Je suis posté devant le commissariat du XVIIIe arrondissement, où des policiers en tenue montent la garde. Il n’est pas encore 9 heures. Tous les commerces sont fermés. Un crachin tiède nage sur les trottoirs. J’aperçois les membres de l’unité Surdoses qui remontent la rue de Chartres à pied. Ils tiennent tous une housse de costume par l’index. On dirait un groupe d’amis en partance pour un mariage. Émilie T. (« Front Kick ») pointe l’édition du Canard enchaîné qui dépasse de ma poche : « Attention avec ça au commissariat… On va faire mauvais effet ! » Le commandant Patrick N. me tend sa housse : « Prends ça, tu passeras mieux, c’est un gilet pare-balles. » Après avoir zigzagué entre les chicanes métalliques, nous entrons dans le commissariat. « Bonjour, brigade des stups, annonce Patrick au guichet. On vient pour l’entraînement au tir. » Quelques personnes se retournent pour observer le groupe avant qu’il ne s’engouffre dans les sous-sols du bâtiment.

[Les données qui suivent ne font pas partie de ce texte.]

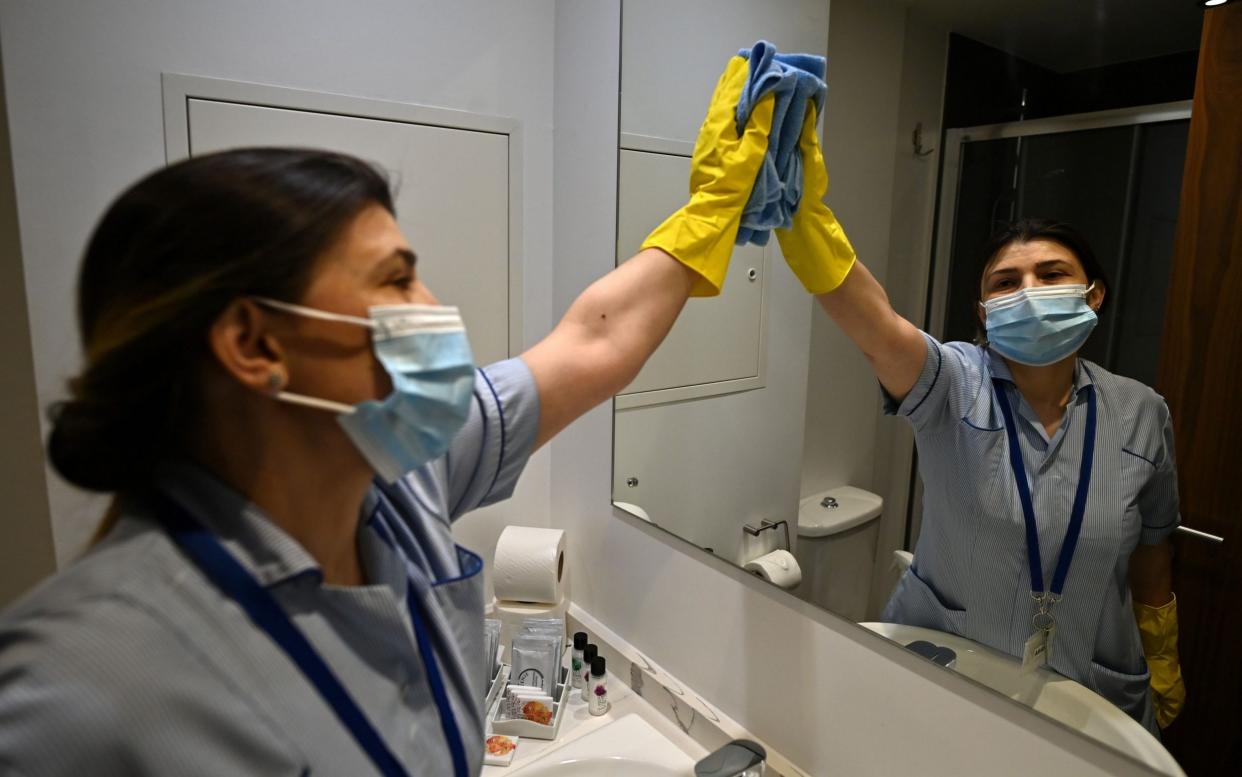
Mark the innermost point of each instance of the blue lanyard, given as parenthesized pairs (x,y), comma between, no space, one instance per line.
(1024,492)
(232,579)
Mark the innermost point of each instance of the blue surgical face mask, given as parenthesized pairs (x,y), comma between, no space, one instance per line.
(426,353)
(1040,325)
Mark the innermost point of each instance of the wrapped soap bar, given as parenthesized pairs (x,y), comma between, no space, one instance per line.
(499,749)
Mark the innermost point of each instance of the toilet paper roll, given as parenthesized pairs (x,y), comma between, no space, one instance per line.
(529,565)
(778,567)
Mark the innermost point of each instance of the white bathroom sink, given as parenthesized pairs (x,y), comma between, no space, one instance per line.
(1046,691)
(605,767)
(627,747)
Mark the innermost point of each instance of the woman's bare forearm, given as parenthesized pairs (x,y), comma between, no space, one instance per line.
(894,346)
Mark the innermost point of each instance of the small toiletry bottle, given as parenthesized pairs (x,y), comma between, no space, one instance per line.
(589,654)
(576,665)
(599,688)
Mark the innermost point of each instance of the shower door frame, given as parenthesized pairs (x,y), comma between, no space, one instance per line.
(950,174)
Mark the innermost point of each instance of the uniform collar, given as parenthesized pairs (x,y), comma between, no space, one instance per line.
(266,551)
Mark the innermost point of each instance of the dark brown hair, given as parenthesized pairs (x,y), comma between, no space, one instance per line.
(164,262)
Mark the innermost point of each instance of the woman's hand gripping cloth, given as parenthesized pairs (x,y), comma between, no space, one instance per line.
(723,169)
(795,81)
(816,247)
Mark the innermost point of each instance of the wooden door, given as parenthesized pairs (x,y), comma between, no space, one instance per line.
(1201,377)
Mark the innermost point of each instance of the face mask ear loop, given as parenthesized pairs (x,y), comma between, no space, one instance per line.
(323,315)
(317,404)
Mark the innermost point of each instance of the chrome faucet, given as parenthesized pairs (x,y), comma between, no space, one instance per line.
(738,759)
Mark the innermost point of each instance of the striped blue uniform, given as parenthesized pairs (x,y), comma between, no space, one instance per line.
(970,575)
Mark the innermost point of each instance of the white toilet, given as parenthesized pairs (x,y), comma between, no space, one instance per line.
(837,531)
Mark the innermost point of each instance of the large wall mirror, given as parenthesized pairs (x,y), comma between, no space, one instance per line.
(758,427)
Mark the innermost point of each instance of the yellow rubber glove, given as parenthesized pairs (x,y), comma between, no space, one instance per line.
(1158,628)
(815,247)
(723,171)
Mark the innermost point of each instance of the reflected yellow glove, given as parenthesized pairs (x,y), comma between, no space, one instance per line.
(722,174)
(815,247)
(1158,628)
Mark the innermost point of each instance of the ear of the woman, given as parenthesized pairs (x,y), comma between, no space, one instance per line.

On n’a pas souvent les stups ici. Il faut en profiter. Je vais vous pousser un peu dans vos retranchements !
Un instructeur à la silhouette filiforme – près de deux mètres sous la toise – nous attend devant la salle de tir. Le chef de l’unité doit négocier mon passage.
« C’est un journaliste qui nous suit à la brigade.
S’il filme, c’est impossible.
Il ne filme pas. Il a juste un carnet et un stylo.
Avec une caméra, c’est non.
Je vous dis qu’il ne prendra aucune image. Même avec son téléphone. Il entre juste avec un carnet et un stylo.
S’il n’y a pas de caméra, c’est OK. »
Nous suivons l’instructeur dans une salle sans fenêtres. Des néons surplombent un parterre en résine où courent des lignes blanches semblables à celles d’une piste d’athlétisme. Un air froid souffle en direction des cibles. « On n’a pas souvent les stups ici, remarque l’instructeur.